Health secretary Wes Streeting said the Government is taking ‘bold action’ to create a smoke free generation, to ‘clamp down’ on vaping, and to protect children from the ‘harms of second-hand smoke’.
He added: ‘This historic legislation will save thousands of lives and protect the NHS. By building a healthy society, we will also help to build a healthy economy, with fewer people off work sick.’
Chief medical officer Professor Chris Whitty said that a ‘smokefree country’ would prevent disease, disability and premature deaths for future generations.
He continued: ‘The rising numbers of children vaping is a major concern and the Tobacco and Vapes Bill will help prevent marketing vapes to children, which is utterly unacceptable.
‘This is a major piece of legislation which if passed will have a positive and lasting impact on the health of the nation.’
The BMA ‘welcomed’ the new measures on smoking and vaping, in response to the bill’s introduction in Parliament, following its calls for a ban on disposable and non-tobacco flavoured vapes in August.

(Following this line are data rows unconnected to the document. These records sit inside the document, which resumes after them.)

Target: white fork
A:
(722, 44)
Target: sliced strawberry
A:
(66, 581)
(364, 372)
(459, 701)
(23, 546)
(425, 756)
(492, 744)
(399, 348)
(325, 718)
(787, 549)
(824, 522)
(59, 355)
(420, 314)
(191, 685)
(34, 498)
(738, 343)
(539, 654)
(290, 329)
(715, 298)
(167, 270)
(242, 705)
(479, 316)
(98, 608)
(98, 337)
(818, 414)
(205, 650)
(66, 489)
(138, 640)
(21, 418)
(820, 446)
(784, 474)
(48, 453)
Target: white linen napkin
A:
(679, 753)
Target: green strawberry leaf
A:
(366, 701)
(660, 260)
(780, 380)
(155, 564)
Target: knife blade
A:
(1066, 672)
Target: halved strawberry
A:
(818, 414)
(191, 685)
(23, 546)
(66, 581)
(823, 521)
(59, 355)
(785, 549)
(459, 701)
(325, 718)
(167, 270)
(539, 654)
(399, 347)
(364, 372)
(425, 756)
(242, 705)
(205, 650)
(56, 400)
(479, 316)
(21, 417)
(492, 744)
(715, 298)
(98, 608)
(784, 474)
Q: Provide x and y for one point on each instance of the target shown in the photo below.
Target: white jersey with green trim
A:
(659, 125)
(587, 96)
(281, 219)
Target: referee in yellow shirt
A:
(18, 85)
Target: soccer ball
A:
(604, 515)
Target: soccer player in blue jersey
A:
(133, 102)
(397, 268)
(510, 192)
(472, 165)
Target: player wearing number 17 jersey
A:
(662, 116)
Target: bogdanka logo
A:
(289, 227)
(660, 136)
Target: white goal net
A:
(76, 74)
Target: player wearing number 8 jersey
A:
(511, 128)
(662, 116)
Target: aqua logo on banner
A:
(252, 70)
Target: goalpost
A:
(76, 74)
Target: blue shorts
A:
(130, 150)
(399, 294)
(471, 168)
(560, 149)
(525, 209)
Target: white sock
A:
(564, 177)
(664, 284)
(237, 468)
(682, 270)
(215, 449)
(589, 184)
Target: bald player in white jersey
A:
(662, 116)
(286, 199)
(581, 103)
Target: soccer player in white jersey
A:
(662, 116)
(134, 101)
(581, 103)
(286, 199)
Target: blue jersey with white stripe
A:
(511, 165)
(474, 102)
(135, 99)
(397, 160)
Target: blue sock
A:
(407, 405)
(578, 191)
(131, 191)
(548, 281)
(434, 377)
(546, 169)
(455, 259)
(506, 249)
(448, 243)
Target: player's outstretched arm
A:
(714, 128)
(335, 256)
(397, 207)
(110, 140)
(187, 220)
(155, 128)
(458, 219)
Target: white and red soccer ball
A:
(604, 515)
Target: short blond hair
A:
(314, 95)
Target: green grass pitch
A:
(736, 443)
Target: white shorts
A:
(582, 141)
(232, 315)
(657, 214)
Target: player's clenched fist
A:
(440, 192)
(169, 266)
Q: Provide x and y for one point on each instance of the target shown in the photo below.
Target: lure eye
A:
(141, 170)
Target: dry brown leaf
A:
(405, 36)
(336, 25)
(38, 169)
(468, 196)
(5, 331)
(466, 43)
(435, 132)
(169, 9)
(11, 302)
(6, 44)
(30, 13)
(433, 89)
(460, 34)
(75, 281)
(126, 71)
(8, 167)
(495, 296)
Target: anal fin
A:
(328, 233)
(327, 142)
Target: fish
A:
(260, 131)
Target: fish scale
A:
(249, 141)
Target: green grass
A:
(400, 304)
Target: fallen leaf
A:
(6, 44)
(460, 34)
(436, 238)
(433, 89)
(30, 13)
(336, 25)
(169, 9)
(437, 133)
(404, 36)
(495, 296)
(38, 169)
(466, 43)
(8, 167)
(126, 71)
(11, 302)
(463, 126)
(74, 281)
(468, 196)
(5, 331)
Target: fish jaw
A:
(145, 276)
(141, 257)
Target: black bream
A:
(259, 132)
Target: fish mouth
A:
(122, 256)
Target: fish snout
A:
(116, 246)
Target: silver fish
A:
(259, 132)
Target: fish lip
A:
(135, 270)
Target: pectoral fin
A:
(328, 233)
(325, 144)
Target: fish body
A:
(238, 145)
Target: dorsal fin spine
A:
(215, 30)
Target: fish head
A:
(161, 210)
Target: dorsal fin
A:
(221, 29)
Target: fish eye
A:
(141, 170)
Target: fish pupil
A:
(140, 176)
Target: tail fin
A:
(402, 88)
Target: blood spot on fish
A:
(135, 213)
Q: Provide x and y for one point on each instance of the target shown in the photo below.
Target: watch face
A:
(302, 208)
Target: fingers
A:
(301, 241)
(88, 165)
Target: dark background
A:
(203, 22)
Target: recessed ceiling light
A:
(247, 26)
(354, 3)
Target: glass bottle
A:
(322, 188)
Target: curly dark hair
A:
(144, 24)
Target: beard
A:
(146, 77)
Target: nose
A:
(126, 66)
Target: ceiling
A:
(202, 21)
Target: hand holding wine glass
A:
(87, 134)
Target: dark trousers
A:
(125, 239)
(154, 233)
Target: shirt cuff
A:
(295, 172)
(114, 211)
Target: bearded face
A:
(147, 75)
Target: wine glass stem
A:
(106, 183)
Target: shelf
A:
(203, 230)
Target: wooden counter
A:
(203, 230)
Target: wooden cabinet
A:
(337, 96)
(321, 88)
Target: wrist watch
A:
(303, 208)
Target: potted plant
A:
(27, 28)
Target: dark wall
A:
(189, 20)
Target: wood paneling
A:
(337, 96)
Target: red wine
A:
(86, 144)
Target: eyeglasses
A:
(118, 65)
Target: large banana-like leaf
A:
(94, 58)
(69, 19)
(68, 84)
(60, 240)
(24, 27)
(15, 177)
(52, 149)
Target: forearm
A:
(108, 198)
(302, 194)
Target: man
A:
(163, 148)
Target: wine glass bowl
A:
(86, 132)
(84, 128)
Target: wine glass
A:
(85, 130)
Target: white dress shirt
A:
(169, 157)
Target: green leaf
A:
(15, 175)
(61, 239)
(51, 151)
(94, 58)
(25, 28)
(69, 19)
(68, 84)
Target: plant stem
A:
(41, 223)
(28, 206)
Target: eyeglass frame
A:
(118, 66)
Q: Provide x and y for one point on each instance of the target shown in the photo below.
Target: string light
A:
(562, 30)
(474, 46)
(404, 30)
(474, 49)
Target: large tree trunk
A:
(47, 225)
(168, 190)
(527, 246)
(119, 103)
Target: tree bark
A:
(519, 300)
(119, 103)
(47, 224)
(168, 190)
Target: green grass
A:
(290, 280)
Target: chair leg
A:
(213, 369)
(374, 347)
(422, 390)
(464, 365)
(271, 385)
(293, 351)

Chair of the union’s Board of Science Professor David Strain said the new measures are a ‘significant step forward’ to creating healthier environments for the populations while also reducing the burden on the NHS.
He added: ‘But we also need to see the detail of the Government’s consultations on these measures to make sure they can, in reality, deliver what Ministers are promising they can and alongside these new measures, there is an urgent need for investment in the smoking cessation services to help smokers quit.
‘Bringing in more stringent rules to stop people smoking and vaping will lead to a healthier population but for those who are still smoking, many will need support to stop and that means greater investment in the services and staff to give that support.’
Professor Lion Shahab, director of the University College London tobacco and alcohol research group, said the bill includes ‘a number of world-leading measures’, highlighting in particular the ban on smoking for future generations.
‘If parliament passes this new bill, it would put the UK at the very forefront of the fight to eradicate one of the most harmful inventions of modern times and protect the future of the next generation to allow them to live a full life, unencumbered by entirely preventable cancer, cardiovascular and pulmonary disease,’ he said.
But on vaping, he said that ‘legislation to protect youth has to be balanced with the need to support smokers to quit, including with e-cigarettes’, and that the Government must ‘monitor unintended consequences’ of the bill.